Hernando Beach to Chassahowitzka
Capt. Larry Roderick
July 10, 2007
Hernando Beach - Saltwater Fishing Report
Thrills of Sight Fishing The Nature Coast
I absolutely love to sight fish. It is the most challenging and gratifying type of fishing on the flats and inshore. Blind casts were fun for me years ago, but sight casting gives me more of a rush of excitement. I love to share my expertise in sight fishing and get my clients excited about it as well. As the term sight fishing implies- a cast is not made until a fish or a school of fish are seen.
As your captain, I will be up on the poling platform, using a twenty foot push pole to quietly move the boat to where the fish are cruising, schooling or feeding. I am looking for “nervous” water- movement from baitfish dimpling the top of the water or the wake of a fish. I am looking for baitfish jumping out of the water- a sure sign that the fish are feeding at that spot. Or, if I see tails poking out of the shallows, I know a redfish is feeding on a crustacean.

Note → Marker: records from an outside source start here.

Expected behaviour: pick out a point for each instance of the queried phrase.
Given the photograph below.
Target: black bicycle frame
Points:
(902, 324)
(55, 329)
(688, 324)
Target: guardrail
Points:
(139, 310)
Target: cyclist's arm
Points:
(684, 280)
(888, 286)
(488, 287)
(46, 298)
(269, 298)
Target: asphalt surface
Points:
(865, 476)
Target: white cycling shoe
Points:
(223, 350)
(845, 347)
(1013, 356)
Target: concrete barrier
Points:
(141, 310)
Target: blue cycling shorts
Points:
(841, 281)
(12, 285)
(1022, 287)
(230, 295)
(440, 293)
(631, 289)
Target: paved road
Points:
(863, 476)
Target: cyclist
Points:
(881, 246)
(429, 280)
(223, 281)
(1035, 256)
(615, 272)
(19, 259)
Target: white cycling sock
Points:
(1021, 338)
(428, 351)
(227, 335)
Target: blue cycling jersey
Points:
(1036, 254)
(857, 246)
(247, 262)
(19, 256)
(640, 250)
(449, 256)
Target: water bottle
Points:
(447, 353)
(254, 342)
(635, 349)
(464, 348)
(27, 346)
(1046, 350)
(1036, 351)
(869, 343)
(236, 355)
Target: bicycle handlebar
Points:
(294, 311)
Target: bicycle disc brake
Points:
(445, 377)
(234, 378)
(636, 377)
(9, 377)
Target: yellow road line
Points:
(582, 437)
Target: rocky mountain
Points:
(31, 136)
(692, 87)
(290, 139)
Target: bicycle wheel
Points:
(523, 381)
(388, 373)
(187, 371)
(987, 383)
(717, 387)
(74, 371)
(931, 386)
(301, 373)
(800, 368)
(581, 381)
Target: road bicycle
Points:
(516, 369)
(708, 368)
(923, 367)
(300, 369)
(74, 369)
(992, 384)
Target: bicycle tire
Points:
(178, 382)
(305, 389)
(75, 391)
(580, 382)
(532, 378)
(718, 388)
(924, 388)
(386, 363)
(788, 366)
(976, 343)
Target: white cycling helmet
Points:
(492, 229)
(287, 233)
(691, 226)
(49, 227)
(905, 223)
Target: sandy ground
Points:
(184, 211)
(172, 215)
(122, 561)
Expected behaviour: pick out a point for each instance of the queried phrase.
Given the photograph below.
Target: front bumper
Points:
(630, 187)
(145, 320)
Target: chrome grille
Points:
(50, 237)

When I spot the fish, I will be directing where you cast. With a perfect cast in front of the fish you will have the excitement of seeing the fish take the bait. Your heart will be racing as you have a visual of the fish swimming up and chopping on the hook. As you set the hook and begin the process of bringing the fish to the boat, you too will be hooked on sight fishing, like me.
If you are an early riser and like to sight cast to redfish and snook or want to learn how, this time of year is fantastic. Nothing compares to the serenity of fishing backwater bays and creeks. Seeing redfish tails waving in the air or that snook blasting mullet at the shoreline makes memories that are long lasting. This is the scenario that has been playing over and over in the crystal clear water Bayport area this summer.
I look for snook in areas of good tidal flow and for reds in the area of slower moving water. The trout have been in 8-10 feet of spotted bottom -that is grassy patches mixed with sandy patches. For snook and reds Castaic Jerky J and chug bugs have been getting the most strikes. Trout have been eating Berkley Gulp 3 “ white doing best. A few of the larger trout in the morning have been hitting tap water plugs such as chug bugs silver with black back and skitterwalks in redfish pattern. I prefer light spinning tackle with braided line 10 pound test Power Pro with a leader that is 20 pound test fluorocarbon.
All on board should be wearing polarized sunglasses to cut the glare and see under water clearly. And most importantly, the fisherman need to be quiet. Shifting around and loud voices are noises that travel far across the water and will spook the fish.